I dont agree that the compiler will always align the data right for the target, there are ways to break that. And if the target doesnt support unaligned you will hit the fault. Programmers would never need to talk about this if the compiler always did it right based on any legal code you could come up with, there would be no reason for this question unless it was for performance. if you dont control the void ptr address to be aligned or not then you have to use the mem2() unaligned access all the time or you have to do an if-then-else in your code based on the value of the ptr as nik pointed out. by declaring as void the C compiler now has no way to correctly deal with your alignment and it wont be guaranteed. if you take a char *prt and feed it to these functions all bets are off on the compiler getting it right without you adding extra code either buried in the mem2() function or outside these two functions. so as written in your question mem2() is the only correct answer.
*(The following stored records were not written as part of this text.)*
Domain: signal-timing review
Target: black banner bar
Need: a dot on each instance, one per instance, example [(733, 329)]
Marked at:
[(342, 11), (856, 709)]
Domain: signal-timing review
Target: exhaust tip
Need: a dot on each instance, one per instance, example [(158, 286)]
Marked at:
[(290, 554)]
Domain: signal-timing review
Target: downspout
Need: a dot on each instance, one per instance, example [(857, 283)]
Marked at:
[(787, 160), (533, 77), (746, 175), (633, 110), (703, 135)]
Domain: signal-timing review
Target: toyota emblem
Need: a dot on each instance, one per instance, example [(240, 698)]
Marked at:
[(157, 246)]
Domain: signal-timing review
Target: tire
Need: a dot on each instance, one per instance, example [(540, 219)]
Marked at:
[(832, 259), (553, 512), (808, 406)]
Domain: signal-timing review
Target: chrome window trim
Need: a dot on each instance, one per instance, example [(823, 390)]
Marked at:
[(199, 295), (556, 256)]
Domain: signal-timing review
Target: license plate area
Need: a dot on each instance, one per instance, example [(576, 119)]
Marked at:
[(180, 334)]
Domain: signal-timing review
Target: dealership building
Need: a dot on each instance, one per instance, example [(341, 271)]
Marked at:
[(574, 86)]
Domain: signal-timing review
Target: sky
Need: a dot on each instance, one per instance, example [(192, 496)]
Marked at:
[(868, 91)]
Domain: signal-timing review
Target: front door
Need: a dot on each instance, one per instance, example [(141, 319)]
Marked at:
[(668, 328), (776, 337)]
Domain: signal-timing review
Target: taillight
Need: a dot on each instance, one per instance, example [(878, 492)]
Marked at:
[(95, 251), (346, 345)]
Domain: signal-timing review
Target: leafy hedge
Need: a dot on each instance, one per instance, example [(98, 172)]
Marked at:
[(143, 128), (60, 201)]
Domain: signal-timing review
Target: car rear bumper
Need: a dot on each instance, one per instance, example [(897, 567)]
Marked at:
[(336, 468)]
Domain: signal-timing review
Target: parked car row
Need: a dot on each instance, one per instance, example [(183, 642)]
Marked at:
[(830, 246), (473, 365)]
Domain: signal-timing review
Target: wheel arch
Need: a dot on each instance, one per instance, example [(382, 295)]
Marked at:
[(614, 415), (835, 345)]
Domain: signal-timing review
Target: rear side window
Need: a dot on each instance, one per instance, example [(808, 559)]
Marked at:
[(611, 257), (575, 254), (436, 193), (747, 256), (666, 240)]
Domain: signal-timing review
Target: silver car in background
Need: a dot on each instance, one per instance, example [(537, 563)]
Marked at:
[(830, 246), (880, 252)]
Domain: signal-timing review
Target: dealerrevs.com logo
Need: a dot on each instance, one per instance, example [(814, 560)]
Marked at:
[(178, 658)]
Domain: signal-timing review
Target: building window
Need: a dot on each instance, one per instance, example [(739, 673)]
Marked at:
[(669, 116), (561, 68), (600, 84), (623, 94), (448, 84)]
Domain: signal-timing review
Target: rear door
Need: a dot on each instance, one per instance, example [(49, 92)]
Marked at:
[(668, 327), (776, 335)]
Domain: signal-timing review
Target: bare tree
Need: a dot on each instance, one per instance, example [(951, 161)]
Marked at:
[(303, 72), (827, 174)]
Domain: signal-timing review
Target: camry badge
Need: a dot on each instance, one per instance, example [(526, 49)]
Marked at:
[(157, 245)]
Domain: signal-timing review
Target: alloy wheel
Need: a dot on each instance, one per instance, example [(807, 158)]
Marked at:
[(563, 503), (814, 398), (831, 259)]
DRAM say used in your desktop/laptop tends to be 64 or 72 (with ecc) bits wide, and every access to them is aligned. Even though the memory sticks are actually made up of 8 bit wide or 16 or 32 bit wide chips. (this may be changing with phones/tablets for various reasons) the memory controller and ideally at least one cache sits in front of this dram so that the unaligned or even aligned accesses that are smaller than the bus width read-modify-writes are dealt with in the cache sram which is way faster, and the dram accesses are all aligned full bus width accesses. If you have no cache in front of the dram and the controller is designed for full width accesses then that is the worst performance, if designed for lighting up the byte lanes separately (assuming 8 bit wide chips) then you dont have the read-modify-writes but a more complicated controller. if the typical use case is with a cache (if there is one in the design) then it may not make sense to have that additional work in the controller for each byte lane, but have it just know how to do full bus width sized transfers or multiples of.